What must be kept in mind as I digressed in what needed to be stated is, "You should keep the chicks which hatch out on their own marked or in a group by themselves, as these cripples are probably not gene pool stuff.........although they probably will make nice egg layers, and who knows if the bio diversity will make their chicks sprightly, but just like in any animals, you keep the one's you do not have to touch, as they are always your best breeding stock.

I know I have seen too much death in life and like Unforgiven I'm no rootin' tootin' son of a bitch cold blooded assassin like Will, and it does not help when my turkey poults talk to me and follow me around like a litter of children.
I get disappointed already, even in knowing I have to eat, in noting this last hatch seems to be mostly roosters, by comb size, that I will have to butcher them as that is the way the payment schedule is.......they die so I live so their flock members can live.

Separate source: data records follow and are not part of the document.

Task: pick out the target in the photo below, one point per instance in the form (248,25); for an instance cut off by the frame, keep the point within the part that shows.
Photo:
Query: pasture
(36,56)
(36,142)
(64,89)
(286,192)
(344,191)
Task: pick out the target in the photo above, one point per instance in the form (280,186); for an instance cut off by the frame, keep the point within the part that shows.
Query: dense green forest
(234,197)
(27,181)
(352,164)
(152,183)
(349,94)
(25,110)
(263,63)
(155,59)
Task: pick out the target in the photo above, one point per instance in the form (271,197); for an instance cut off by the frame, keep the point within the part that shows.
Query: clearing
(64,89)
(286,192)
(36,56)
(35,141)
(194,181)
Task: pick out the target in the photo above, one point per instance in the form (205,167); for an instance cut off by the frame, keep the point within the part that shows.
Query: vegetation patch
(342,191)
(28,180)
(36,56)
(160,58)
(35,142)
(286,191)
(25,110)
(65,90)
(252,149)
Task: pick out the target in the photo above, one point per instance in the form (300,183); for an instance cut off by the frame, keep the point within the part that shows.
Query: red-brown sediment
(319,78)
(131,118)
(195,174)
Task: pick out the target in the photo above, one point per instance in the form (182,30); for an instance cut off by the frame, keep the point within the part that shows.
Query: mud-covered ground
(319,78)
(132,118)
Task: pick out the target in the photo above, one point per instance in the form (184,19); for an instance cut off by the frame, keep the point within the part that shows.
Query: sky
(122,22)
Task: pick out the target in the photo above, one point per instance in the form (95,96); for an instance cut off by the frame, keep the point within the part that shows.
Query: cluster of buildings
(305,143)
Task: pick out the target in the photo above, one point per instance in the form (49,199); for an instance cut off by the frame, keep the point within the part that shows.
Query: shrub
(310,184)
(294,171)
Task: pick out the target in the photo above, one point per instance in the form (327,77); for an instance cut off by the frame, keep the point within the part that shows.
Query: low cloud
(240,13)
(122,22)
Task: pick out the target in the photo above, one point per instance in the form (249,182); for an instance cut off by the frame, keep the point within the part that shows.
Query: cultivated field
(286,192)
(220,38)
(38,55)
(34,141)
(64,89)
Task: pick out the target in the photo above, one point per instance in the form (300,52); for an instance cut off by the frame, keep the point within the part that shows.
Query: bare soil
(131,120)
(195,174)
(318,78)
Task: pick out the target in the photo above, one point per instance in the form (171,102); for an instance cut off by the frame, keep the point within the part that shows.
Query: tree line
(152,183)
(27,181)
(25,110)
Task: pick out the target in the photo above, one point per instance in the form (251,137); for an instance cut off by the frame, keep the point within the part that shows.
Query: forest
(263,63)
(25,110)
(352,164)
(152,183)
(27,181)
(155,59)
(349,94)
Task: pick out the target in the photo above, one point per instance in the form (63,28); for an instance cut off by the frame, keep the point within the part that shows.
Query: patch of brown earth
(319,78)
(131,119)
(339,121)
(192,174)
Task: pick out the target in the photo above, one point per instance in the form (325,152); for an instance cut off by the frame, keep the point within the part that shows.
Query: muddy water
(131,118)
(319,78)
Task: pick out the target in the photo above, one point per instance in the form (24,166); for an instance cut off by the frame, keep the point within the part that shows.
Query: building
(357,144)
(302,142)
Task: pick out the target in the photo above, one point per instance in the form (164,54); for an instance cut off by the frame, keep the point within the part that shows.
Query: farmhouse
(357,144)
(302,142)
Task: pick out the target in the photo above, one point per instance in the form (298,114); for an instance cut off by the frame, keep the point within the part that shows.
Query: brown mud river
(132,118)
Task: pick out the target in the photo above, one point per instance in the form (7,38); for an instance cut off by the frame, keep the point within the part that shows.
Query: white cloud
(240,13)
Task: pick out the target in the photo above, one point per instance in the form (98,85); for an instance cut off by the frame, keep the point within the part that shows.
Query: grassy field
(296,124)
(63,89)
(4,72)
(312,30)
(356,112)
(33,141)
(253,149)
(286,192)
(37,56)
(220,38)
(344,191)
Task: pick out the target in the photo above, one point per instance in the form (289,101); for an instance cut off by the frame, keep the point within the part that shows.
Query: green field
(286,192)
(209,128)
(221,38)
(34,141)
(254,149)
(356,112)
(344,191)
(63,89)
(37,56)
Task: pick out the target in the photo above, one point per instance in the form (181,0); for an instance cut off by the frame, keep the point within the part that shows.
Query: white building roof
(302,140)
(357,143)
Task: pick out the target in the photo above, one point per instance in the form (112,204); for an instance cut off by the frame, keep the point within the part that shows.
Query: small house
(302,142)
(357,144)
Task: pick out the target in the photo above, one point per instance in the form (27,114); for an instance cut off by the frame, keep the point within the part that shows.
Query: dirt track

Does make it more intimate when one is birthing them too, but in world where mother's eat babies and babies eat dogs.........my caring about poultry and anything else seems out of place.

This should though help increase if you choose your flock numbers at least for the freezer in these coming survival times.

Of course, I wouldn't have to be doing any of this if American agriculture had not pissed all of this up in ruining numerous breeds.

What else though I have to do though eh, but teach a new generation of children how not to starve by raising the almost dead.


agtG



PS: Why these chickens in the most part are of interest to most is they lay an almost black egg in the early laying season.
Odd that I found old eggs actually slough off this deep color like they were painted. I noted also that some eggs had paint splatter work on them in round patterns, so it means these hens in their coloring process of the egg placing an overcoat on the eggs and the color is produced in round droplets.

...........and I didn't even have to crawl up there to find all this out.